A Community-Shared Clinical Abstract to Improve Care - 2010

Principal Investigator
Funding Mechanism
RFA: HS05-013: Limited Competition for AHRQ Transforming Health Care Quality through Information Technology (THQIT)
Grant Number
UC1 HS 016155
Project Period
September 2005 – January 2010, Including No-Cost Extension
AHRQ Funding Amount
Summary Status as of
January 2010, Conclusion of Grant

Target Population: Adults, Congestive Heart Failure

Summary: This project seeks to improve continuity of care for emergency department (ED) patients by implementing a health information exchange (HIE) among three health care systems. Handoffs between medical providers are recognized as a potential source of medical error. Such risks are compounded during emergency visits, when patients may use the nearest available ED rather than their usual source of care. The project assesses the effect of providing additional clinical information during care transitions.

The project initially planned to exchange full continuity of care documentation among EDs in three health care systems; however, recent additions to Minnesota privacy law made this goal infeasible. The plan was revised to have ED clerical personnel prepare patient record abstracts from ambulatory care electronic medical record (EMR) systems and make them available to clinicians in the participating EDs.

An observational study of congestive heart failure (CHF) patients at an ED in each health system was conducted to assess the effect of prior information on care quality and efficiency measures. Although project partners are still interested in advancing the HIE model and applying it to the local area, regulatory changes and the early status of the statewide Minnesota Health Information Exchange (MN HIE) delayed electronic exchange of patient record abstracts beyond the timeframe of this project.

Specific Aims:

  • Extract and analyze de-identified patient ED visit data from participating facilities in order to determine which populations would be best served by implementation of the HIE. (Achieved)
  • Evaluate if the existence of prior clinical information accessible in the EMR would diminish information gaps and be associated with better quality and efficiency of care compared to patients for whom such information was not available at the time of the ED visit. (Achieved)

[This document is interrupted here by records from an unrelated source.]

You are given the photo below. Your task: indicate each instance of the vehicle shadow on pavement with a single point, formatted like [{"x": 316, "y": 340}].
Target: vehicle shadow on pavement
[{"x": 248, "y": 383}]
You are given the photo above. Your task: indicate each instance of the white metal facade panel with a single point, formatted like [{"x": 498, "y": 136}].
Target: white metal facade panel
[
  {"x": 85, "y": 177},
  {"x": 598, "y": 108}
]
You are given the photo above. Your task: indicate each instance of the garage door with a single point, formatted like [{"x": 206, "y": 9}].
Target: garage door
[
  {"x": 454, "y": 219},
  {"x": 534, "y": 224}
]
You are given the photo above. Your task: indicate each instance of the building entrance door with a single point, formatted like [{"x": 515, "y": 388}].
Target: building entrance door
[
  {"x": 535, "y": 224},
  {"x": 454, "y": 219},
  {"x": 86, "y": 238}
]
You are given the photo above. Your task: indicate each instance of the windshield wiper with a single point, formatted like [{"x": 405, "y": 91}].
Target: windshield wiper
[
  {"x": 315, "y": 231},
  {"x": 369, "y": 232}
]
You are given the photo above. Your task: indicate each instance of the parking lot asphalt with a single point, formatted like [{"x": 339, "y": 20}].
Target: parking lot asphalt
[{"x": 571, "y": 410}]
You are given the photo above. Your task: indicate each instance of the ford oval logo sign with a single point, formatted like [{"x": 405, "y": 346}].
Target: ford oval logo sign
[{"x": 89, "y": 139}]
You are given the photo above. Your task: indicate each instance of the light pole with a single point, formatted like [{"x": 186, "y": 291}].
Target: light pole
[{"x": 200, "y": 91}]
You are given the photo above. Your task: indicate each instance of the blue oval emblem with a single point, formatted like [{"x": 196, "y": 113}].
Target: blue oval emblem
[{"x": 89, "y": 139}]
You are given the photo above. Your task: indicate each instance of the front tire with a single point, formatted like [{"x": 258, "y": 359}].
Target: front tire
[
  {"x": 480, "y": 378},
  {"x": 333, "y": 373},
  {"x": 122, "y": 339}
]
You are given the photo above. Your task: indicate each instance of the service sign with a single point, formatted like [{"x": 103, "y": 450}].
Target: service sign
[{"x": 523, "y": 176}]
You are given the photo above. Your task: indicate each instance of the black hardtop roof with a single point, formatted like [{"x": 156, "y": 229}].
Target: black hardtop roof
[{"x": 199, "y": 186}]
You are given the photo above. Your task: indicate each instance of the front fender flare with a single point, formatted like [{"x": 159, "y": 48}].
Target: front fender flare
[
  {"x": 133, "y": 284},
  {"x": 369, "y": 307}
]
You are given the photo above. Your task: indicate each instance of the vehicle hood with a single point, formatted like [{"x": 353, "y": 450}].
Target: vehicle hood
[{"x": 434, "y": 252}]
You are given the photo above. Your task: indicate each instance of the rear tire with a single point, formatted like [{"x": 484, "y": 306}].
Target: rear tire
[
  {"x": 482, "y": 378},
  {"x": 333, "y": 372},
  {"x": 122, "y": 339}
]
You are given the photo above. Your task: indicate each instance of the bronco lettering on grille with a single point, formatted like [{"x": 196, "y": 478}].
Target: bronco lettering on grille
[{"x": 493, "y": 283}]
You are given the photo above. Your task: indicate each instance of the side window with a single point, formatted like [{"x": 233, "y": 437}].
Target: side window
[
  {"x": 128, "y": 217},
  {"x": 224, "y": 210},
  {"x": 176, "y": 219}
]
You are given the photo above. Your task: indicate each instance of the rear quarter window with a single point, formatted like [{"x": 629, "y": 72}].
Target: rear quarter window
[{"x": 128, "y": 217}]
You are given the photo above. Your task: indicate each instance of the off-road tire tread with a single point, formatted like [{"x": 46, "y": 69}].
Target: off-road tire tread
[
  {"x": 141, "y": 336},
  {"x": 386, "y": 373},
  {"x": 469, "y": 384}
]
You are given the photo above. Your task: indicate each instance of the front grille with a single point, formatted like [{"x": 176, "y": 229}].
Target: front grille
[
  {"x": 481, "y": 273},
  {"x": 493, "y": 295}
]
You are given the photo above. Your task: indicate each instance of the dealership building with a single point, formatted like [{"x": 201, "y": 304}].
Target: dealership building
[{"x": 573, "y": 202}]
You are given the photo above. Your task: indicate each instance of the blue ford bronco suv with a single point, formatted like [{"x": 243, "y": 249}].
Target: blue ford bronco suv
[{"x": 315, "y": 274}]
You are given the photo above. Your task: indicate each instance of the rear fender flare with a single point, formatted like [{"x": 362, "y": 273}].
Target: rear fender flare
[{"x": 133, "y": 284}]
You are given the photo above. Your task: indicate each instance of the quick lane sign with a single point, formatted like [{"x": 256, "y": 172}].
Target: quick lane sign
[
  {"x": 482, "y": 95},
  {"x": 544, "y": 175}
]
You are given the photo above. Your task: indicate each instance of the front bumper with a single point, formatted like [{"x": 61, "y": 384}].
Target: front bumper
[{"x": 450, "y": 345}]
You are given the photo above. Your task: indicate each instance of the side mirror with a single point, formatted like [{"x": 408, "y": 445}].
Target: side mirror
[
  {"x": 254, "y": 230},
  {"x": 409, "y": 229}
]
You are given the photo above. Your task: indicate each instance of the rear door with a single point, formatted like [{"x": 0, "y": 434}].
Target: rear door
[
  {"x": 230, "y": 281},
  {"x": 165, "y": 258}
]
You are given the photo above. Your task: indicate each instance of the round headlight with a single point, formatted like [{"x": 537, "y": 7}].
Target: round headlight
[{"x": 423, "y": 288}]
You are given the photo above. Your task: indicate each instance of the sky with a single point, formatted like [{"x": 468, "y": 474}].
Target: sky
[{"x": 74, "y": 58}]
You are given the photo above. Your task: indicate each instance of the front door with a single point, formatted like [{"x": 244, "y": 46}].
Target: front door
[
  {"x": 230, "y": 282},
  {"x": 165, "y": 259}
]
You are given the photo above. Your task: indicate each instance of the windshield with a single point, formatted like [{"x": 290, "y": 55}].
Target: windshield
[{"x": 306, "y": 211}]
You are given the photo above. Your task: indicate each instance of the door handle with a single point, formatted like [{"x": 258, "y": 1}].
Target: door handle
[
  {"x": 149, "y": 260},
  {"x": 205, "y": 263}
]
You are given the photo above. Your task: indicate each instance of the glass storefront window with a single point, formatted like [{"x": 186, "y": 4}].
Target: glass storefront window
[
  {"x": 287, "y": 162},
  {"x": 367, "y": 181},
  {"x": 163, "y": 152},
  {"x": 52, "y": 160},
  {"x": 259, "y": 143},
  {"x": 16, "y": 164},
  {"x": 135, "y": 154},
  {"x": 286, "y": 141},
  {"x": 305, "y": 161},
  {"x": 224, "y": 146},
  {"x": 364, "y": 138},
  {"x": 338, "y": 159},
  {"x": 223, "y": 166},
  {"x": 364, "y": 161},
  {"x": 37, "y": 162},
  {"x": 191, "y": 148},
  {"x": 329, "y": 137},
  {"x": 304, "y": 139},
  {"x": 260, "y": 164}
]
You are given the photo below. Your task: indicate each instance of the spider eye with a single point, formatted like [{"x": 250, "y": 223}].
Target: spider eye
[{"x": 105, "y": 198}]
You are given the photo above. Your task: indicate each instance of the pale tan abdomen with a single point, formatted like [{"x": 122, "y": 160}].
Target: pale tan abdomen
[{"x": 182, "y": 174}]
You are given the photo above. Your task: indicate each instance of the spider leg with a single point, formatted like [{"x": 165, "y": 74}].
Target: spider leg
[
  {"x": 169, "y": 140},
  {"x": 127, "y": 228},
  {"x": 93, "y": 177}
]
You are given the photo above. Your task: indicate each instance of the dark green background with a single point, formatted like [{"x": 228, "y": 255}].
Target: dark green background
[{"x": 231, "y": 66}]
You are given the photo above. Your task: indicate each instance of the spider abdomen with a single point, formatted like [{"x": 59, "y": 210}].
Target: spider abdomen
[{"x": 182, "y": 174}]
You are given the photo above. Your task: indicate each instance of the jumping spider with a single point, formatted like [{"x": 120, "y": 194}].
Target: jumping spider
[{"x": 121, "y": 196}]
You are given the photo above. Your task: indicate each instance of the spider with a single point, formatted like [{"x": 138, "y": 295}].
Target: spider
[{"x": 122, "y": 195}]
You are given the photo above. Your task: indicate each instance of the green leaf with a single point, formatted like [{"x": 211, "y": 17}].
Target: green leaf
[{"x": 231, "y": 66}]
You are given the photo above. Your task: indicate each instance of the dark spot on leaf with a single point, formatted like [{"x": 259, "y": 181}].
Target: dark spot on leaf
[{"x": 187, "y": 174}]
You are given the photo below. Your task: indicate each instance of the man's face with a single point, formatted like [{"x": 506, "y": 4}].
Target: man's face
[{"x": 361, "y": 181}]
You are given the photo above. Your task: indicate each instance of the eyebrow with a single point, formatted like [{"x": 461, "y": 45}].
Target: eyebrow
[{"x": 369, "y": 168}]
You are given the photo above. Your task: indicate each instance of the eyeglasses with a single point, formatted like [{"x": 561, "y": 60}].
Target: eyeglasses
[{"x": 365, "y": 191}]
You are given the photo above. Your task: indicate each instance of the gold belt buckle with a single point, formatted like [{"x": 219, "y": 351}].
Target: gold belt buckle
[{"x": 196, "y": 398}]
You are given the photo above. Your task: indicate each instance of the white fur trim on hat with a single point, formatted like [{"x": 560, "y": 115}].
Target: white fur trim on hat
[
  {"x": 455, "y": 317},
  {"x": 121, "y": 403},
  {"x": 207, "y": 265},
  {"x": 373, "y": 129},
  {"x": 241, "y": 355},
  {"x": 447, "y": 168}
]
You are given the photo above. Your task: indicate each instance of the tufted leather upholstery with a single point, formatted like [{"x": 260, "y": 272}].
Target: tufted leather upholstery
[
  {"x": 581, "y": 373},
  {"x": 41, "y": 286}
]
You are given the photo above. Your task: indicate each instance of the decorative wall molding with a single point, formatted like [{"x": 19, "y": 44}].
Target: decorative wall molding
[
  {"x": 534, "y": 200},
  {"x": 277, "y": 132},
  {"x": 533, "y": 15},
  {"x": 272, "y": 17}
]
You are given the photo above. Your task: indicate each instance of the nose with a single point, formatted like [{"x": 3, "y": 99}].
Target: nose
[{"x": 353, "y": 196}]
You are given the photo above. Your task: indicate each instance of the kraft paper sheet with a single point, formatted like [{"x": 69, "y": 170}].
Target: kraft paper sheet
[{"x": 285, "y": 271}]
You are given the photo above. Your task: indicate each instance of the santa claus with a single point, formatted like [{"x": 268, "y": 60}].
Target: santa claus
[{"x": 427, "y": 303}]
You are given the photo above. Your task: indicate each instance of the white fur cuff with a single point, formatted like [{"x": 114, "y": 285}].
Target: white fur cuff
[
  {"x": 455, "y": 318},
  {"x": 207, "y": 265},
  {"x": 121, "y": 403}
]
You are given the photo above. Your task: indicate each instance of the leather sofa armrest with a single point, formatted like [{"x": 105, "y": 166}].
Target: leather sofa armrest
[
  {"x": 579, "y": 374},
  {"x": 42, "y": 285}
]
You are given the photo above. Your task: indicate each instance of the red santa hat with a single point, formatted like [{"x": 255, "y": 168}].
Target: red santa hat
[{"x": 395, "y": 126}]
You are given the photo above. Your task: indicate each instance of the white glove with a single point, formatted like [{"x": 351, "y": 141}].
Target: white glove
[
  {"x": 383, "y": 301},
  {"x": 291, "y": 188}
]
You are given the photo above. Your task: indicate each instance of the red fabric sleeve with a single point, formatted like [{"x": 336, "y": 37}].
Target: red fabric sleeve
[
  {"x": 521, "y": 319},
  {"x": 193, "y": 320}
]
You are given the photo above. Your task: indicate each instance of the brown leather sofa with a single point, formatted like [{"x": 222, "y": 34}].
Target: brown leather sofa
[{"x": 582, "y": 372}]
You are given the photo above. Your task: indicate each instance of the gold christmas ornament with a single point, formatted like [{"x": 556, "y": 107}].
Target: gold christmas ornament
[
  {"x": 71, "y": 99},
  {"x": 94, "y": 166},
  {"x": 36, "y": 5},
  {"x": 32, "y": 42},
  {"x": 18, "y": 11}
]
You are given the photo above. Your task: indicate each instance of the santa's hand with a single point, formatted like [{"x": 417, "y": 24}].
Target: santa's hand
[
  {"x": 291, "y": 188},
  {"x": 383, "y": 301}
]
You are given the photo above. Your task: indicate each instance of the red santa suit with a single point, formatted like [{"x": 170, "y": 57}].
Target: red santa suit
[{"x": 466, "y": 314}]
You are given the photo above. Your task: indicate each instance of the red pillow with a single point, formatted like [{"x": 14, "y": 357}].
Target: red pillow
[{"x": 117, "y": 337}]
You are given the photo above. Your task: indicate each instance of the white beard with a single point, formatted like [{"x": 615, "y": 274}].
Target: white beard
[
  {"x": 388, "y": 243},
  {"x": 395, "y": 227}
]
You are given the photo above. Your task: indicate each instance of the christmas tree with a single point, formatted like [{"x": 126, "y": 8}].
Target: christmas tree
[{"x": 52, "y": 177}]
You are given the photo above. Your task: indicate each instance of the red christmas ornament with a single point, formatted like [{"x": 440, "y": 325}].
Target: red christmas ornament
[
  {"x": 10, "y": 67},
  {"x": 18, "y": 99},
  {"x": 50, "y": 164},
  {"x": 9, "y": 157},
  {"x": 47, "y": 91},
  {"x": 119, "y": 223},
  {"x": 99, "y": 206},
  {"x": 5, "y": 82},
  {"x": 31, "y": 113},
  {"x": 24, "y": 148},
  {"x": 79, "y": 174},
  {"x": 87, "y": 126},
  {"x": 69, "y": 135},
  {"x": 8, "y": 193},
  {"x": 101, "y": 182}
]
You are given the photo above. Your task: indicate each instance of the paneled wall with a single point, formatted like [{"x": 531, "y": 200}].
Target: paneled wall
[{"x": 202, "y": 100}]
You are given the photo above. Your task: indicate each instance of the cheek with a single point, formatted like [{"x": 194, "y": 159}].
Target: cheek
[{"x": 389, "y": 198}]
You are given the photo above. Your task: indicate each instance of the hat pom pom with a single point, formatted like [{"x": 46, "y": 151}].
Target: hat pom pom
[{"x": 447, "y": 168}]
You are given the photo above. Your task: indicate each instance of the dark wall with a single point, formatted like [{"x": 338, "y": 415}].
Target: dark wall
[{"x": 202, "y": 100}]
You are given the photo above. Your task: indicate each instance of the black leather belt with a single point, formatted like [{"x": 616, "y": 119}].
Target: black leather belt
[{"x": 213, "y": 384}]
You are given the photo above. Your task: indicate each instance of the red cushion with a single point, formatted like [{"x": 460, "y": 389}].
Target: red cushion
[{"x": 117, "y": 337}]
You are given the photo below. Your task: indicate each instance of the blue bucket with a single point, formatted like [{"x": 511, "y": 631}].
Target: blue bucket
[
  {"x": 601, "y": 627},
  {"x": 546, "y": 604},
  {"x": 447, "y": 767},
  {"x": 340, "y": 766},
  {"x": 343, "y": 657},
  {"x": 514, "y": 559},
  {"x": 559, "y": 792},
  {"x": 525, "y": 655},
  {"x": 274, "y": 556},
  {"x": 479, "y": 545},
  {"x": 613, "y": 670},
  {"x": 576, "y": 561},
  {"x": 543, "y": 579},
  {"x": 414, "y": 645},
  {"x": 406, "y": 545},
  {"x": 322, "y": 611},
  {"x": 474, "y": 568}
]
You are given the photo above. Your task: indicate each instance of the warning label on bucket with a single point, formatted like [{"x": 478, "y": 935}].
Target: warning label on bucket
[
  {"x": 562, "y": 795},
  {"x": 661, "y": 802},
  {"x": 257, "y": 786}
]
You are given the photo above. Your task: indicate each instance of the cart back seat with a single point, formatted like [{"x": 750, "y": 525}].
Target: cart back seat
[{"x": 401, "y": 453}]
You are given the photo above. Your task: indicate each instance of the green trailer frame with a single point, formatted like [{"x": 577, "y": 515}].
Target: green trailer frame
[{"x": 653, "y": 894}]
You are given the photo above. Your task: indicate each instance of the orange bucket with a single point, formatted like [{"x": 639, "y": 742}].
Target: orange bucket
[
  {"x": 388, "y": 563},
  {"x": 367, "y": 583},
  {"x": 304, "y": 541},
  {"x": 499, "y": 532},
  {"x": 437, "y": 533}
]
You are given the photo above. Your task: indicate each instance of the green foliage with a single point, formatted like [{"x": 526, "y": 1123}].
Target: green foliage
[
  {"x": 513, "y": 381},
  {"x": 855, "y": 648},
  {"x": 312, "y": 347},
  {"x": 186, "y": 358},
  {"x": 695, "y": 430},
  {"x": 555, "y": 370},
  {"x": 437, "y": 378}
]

2010 Activities: The project team conducted statistical analysis of outcome measures and developed the final report.

Grantee’s Most Recent Self-Reported Quarterly Status (as of January 2010): The MN HIE was conducting a number of pilot studies and was not available before the project's end date. The contingency plan of creating and evaluating paper-based health summary reports was completed successfully. Overall, at the end of the grant period, progress and spending was roughly on target.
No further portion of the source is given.